Resmi Gazetenin bugünkü sayısında yayımlanan karara göre, özel bir şirkette çalışan başvurucunun, bir iş arkadaşı ile yaptığı cep telefonu yazışmalarının işveren tarafından incelenmesi sonucu, yazışma içerikleri gerekçe gösterilerek iş akdi feshedildi.
Feshin haksız olduğunu ileri süren başvurucu, işe iade davası açtı ancak mahkemece davanın reddine karar verildi. Bunun üzerine başvurucu, özel hayata saygı hakkı ile haberleşme hürriyetinin ihlal edildiği iddia ederek AYM'ye bireysel başvuruda bulundu.
Başvuruyu inceleyen Yüksek Mahkeme, özel hayata saygı hakkı ile haberleşme hürriyetinin ihlal edildiğine karar verdi.
Kararın gerekçesinden
AYM'nin kararında, "Demokratik bir toplumda iletişimin denetlenmesi ve kişisel verilerin işlenmesi süreci şeffaf bir şekilde gerçekleştirilmeli ve bunun bir gereği olarak da süreçle ilgili olarak çalışanlar işveren tarafından önceden bilgilendirilmelidir." hükmüne yer verildi.
Çalışanın temel hak ve hürriyetlerine işveren tarafından yapılan müdahalenin, ulaşılmak istenen amaçla ilgili ve bu amacı gerçekleştirmeye elverişli olması gerektiğine işaret edilen kararda, "Amacı aşacak şekilde sınırlama ya da müdahaleye izin verilmemelidir." ifadeleri yer aldı.
Başvurucunun, cep telefonundaki yazışmalarının incelenmesinin özel hayat alanına ve haberleşme hürriyetine haksız bir müdahale oluşturmasına rağmen açtığı işe iade istemli davasında bu yönde bir tespit yapılmadığı kaydedilen kararda, yazışmalarının, işveren tarafından hukuka aykırı yöntemlerle elde edildiğini iddia ettiği vurgulandı.
"İşverenin işçinin kullanımına sunulan iletişim araçlarını denetlemesine ilişkin olarak 4857 sayılı Kanun'da özel bir düzenleme olmadığı görülmüştür." tespitine yer verilen kararda, başvuru konusu olayda başvurucu ile iş arkadaşı arasındaki mesajlaşmaların işveren ve çalışanları hakkında özel görüşler içerdiği, içeriğinde bazı küçük düşürücü ifadelerin bulunduğu belirtildi.
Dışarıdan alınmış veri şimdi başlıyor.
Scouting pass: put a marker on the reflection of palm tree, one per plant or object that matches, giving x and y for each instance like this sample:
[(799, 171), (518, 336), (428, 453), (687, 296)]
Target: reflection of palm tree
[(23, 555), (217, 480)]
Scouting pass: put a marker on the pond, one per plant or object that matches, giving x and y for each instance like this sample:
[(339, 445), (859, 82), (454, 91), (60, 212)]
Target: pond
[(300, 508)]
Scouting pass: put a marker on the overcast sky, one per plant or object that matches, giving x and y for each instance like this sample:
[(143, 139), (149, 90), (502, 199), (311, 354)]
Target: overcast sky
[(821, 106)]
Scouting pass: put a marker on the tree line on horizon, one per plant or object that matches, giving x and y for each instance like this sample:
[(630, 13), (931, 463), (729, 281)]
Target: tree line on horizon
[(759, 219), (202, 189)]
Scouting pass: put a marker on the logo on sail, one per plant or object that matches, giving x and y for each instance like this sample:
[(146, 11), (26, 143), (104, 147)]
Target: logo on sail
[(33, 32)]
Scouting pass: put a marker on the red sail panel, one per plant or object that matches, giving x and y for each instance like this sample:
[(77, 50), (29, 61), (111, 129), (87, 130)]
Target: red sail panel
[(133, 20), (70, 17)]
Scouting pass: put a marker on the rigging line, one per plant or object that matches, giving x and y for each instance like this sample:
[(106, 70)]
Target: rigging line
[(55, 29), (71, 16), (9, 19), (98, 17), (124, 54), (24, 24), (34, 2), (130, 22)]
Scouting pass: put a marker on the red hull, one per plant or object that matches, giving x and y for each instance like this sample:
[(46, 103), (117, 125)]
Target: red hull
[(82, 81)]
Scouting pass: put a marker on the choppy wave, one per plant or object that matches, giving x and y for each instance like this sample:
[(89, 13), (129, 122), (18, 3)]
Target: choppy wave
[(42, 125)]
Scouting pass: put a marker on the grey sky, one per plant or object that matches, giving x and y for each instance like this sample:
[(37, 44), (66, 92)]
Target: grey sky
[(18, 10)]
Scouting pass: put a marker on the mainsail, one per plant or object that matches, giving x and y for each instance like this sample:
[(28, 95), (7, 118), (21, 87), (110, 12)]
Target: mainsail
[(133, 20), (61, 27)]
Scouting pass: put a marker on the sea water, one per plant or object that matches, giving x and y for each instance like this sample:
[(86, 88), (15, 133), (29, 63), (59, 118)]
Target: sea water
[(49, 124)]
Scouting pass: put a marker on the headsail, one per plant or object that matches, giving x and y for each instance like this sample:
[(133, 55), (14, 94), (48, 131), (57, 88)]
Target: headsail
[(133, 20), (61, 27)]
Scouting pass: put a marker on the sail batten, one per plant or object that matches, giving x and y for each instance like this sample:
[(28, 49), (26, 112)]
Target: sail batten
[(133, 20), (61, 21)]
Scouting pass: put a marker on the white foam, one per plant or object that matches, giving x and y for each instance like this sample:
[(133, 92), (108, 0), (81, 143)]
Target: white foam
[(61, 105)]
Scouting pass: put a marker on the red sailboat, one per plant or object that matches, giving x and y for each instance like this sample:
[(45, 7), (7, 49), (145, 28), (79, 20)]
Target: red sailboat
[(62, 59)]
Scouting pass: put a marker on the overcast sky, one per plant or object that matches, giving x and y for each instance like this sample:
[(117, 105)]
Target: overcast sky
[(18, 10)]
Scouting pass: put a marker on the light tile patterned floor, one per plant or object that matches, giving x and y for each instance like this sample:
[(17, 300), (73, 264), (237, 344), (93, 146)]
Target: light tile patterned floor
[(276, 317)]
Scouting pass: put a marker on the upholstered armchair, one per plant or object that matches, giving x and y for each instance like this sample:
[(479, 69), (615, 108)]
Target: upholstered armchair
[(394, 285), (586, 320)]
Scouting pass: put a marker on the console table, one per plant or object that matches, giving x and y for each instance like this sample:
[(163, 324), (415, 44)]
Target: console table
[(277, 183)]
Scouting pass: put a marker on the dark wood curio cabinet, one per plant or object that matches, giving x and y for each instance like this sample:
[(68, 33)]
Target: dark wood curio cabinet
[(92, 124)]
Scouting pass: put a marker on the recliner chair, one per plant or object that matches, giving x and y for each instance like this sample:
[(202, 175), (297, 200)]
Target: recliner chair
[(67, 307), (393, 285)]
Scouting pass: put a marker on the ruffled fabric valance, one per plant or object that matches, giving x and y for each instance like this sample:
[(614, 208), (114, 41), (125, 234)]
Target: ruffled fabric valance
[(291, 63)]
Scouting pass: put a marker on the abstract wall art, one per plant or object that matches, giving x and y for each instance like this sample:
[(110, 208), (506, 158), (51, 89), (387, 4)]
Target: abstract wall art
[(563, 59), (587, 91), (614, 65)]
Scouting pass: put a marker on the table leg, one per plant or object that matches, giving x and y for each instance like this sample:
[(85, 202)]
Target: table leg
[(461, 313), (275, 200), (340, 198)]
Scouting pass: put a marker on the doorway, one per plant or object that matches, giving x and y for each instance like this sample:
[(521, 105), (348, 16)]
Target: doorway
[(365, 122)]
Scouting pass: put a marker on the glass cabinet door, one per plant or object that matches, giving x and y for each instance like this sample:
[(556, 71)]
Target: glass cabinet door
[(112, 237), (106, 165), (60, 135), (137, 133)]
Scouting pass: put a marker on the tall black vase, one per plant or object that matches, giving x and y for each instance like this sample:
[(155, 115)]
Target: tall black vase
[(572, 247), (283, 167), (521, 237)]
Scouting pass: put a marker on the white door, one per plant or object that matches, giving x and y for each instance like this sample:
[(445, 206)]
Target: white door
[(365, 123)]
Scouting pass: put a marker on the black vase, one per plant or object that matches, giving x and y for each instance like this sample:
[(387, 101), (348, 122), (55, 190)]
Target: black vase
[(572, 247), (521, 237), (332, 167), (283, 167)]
Yüksek Mahkemenin daha önce de benzer başvurularda ihlal kararları verdiğine işaret edilen kararda, şunlar kaydedildi:
"Mesajlaşma programlarının kişisel olarak da kullanılabileceği gözetildiğinde bir başkasına ait olan cep telefonunun denetlenmesinin ve başvurucuya ait mesajların ele geçirilmesinin başvurucunun özel hayatının ve haberleşmesinin gizliliğinin korunması konusundaki makul beklentisine aykırı olduğu açıktır. Mahkemece bir başkasına ait cep telefonunda yer alan yazışmaların ne suretle denetlendiğine, mesaj içeriklerinin feshe dayanak alınmasının gerekli olup olmadığına ve başvurucunun özel hayatı ile haberleşmesine olan etkisine yönelik herhangi bir değerlendirme yapılmamıştır.
Açıklanan gerekçelerle özel hukuk iş ilişkilerinden doğan uyuşmazlığı karara bağlayan derece mahkemeleri tarafından yukarıda belirtilen anayasal güvenceleri gözeten özenli bir yargılama yapılarak pozitif yükümlülüklerin yerine getirilmediği anlaşıldığından başvurucunun Anayasa'nın 20. maddesinde güvence altına alınan özel hayata saygı hakkı ile Anayasa'nın 22. maddesinde güvence altına alınan haberleşme hürriyetinin ihlal edildiğine karar verilmesi gerekir."